This article originally appeared on Forbes.  The original article can be found at: Click here

There’s no question times are tough for many small businesses (though it’s good to see the private sector rising to the occasion). With customers staying home, travel canceled and most things grinding to a halt while we battle to contain COVID-19, it can be tough to stay afloat.

That’s true for businesses as well as their owners.

Help is available on both the business and personal fronts, however. And remember, with proper separation between your business and personal finances, you can — and should — keep a shortfall in one from triggering a crisis in the other.

Support Your Business, Smooth Your Bankruptcy?

Every business owner’s situation is different, and there’s no one-size-fits-all approach to dealing with the financial uncertainty we find ourselves in. But if you’re one of the many who thinks you may have to choose between saving your business and saving yourself, I may have some good news, or at least some constructive advice.

Because the need to sustain small businesses and our nation’s entrepreneurial spirit is more important than ever, the CARES Act and other legislation provide several means of support for businesses of all sizes. And because consumer strength is also important, Congress has created new means of protecting and preserving assets for those hardest hit by stay-at-home orders and the economic slowdown.
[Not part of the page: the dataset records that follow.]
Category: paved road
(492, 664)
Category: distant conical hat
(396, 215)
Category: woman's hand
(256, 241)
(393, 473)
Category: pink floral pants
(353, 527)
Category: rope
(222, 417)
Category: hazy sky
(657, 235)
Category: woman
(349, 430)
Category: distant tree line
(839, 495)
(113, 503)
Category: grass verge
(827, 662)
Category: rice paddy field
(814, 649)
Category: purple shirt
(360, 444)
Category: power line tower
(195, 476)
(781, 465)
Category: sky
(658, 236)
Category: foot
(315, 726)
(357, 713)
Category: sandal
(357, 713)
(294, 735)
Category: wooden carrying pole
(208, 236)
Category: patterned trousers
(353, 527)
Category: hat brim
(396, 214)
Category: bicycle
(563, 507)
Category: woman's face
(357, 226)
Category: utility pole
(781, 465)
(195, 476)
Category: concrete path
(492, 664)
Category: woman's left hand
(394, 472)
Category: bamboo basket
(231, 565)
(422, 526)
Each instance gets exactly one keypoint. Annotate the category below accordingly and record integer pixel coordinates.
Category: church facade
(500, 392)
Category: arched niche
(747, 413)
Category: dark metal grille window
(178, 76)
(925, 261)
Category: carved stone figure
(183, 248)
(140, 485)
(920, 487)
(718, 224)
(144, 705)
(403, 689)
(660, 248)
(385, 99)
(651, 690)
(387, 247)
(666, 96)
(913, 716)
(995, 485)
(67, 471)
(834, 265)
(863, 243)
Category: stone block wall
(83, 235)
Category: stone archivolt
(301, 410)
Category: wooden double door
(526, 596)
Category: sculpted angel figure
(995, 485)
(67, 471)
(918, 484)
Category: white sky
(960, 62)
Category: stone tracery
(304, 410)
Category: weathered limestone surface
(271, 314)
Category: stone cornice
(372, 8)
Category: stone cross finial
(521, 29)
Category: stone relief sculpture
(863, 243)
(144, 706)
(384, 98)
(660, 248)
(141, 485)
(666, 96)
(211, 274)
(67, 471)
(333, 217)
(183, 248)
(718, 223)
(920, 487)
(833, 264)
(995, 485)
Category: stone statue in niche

In combination, this can help you save your business and more effectively restructure your personal liabilities, allowing you to emerge in the strongest possible financial position.

First, you have options when it comes to assistance for your business. You may be eligible for a grant of up to $10,000 if your business is directly impacted by the COVID-19 pandemic. The SBA is also offering new low-interest loans for up to $2 million. These can help you tide things over and be in a good position to pick right back up when the pandemic passes.

Of course, business assistance only helps if you plan on keeping your business afloat. If you’re facing a personal financial crunch, you may be tempted to cash out your business assets to ease your personal financial situation. Before you make that choice, there’s more about the CARES Act you should know.

Better Bankruptcy With More Forgiving Terms

Normally, a Chapter 13 bankruptcy involves a payment plan lasting either three or five years. One provision in the CARES Act extends that period to seven years for anyone experiencing a material hardship due to COVID-19 and can be used until March 2021. This increased timeline can lower your monthly payments and give you more time to deal with your creditors.

The increased timeline may also give you more leverage to settle with creditors outside of a Chapter 13 bankruptcy. As with all bankruptcy-related issues, this kind of strategic planning has to be handled on a case-by-case basis, and it’s good to have an experienced bankruptcy lawyer in your corner.

A bankruptcy lawyer can also help you navigate the new income exclusions applicable to Chapter 13 cases, including payments received under the CARES Act and other legislation related to COVID-19. You may be able to protect more of your business assets and revenue than you realize, which can lower both your monthly payments and how much you ultimately pay under a Chapter 13 plan.

In short, given the increased personal protection you can achieve through a Chapter 13 bankruptcy and the business support you can receive through the CARES Act and other legislation, you should think long and hard before cashing in your business assets to resolve personal liabilities.